Make your personal pGreenFire 2.zero reporter vector or use as a detrimental management
With the pGreenFire 2.zero mCMV Cloning & Unfavorable Management Lentivector & Virus (pGF2-mCMV-rFluc-T2A-GFP-mPGK-Puro), you may make the most of our sturdy pGreenFire 2.zero lentivector know-how to create your personal transcriptional response component (TRE) reporter or use pGreenFire 2.zero mCMV as-is as a detrimental management.
With the pGreenFire 2.zero mCMV Cloning & Unfavorable Management Lentivector, XhoI and NheI websites are positioned upstream of a minimal CMV promoter (mCMV) so you may clone in your personal TREs. Upon activation, the TREs and mCMV promoter collectively drive co-expression of crimson firefly luciferase and GFP so you may quantitatively measure transcriptional exercise utilizing each fluorescence and luciferase exercise.
Alternatively, you need to use the vector as-is as a detrimental management for any undertaking utilizing pGreenFire 2.zero lentivectors (see information under).
What makes our next-gen pGreenFire 2.zero vectors even higher than different TRE reporter vectors is the good design, which provides in a constitutive choice cassette for steady cell line era whereas minimizing interference with the upstream TRE. By utilizing a weak/reasonable mPGK promoter to drive the antibiotic choice marker (puromycin resistance) and thoroughly arranging the conditional reporter genes, the choice marker is reliably expressed with out compromising conditional expression of rFLuc and GFP.
NEW PRODUCT ALERT!
SBI is worked up to announce the launch of our subsequent era of pGreenFire signalling pathway reporters! We’ve upgraded these standard lentivectors with a intelligent design that permits dependable era of steady cell traces and have additionally changed the traditional luciferase reporter with crimson firefly luciferase, which opens up the potential of performing a dual-spectral luciferase assay and delivers larger sensitivity for in vivo functions than typical luciferase.

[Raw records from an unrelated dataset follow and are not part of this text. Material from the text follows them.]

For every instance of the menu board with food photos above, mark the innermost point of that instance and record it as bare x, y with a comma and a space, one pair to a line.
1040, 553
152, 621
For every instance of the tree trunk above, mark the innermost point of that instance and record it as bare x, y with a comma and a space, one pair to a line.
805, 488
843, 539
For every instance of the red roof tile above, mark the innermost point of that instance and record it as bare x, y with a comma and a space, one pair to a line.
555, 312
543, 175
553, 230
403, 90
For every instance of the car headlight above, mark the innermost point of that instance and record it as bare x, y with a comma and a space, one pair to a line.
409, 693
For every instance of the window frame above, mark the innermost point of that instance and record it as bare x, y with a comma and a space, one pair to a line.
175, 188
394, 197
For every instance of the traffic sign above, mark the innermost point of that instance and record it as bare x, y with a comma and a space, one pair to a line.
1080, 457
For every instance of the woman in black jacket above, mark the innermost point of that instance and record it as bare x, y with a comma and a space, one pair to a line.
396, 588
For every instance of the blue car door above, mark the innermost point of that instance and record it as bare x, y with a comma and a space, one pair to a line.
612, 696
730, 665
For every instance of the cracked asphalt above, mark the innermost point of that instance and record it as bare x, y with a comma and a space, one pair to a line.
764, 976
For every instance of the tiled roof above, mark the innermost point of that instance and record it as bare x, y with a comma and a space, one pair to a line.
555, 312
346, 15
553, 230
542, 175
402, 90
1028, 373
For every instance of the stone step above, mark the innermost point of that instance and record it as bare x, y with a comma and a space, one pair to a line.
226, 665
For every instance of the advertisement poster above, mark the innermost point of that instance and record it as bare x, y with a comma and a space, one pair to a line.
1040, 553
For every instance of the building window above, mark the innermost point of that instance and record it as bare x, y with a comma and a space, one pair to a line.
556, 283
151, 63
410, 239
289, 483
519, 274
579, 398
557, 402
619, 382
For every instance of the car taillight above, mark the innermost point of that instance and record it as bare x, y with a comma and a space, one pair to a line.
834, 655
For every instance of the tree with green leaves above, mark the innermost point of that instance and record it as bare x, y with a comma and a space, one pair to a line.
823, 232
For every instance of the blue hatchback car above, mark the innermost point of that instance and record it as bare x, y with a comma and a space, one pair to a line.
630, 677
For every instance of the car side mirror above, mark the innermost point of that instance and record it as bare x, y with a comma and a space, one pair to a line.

SBI Lentiviral Applied sciences
pGreenFire Fundamentals
For those who’re not acquainted with our pGreenFire reporters, each 1.zero and a couple of.zero share an analogous core performance—transcriptional response parts (TREs) are positioned upstream of a minimal CMV promoter (mCMV) and the pGreenFire luciferase-T2A-GFP co-expression cassette. Within the absence of transcriptional activation, the mCMV promoter has negligible exercise leading to little- to no- luciferase exercise or GFP fluorescence (Determine 1). Nonetheless, upon activation of the TREs, corresponding to in response to the addition of an inducer, the TREs plus the mCMV promoter drive expression of each luciferase and GFP in a dose-dependent trend (Determine 1). The result’s the flexibility to quantitatively measure pathway activation utilizing luciferase exercise or whereas imaging utilizing GFP.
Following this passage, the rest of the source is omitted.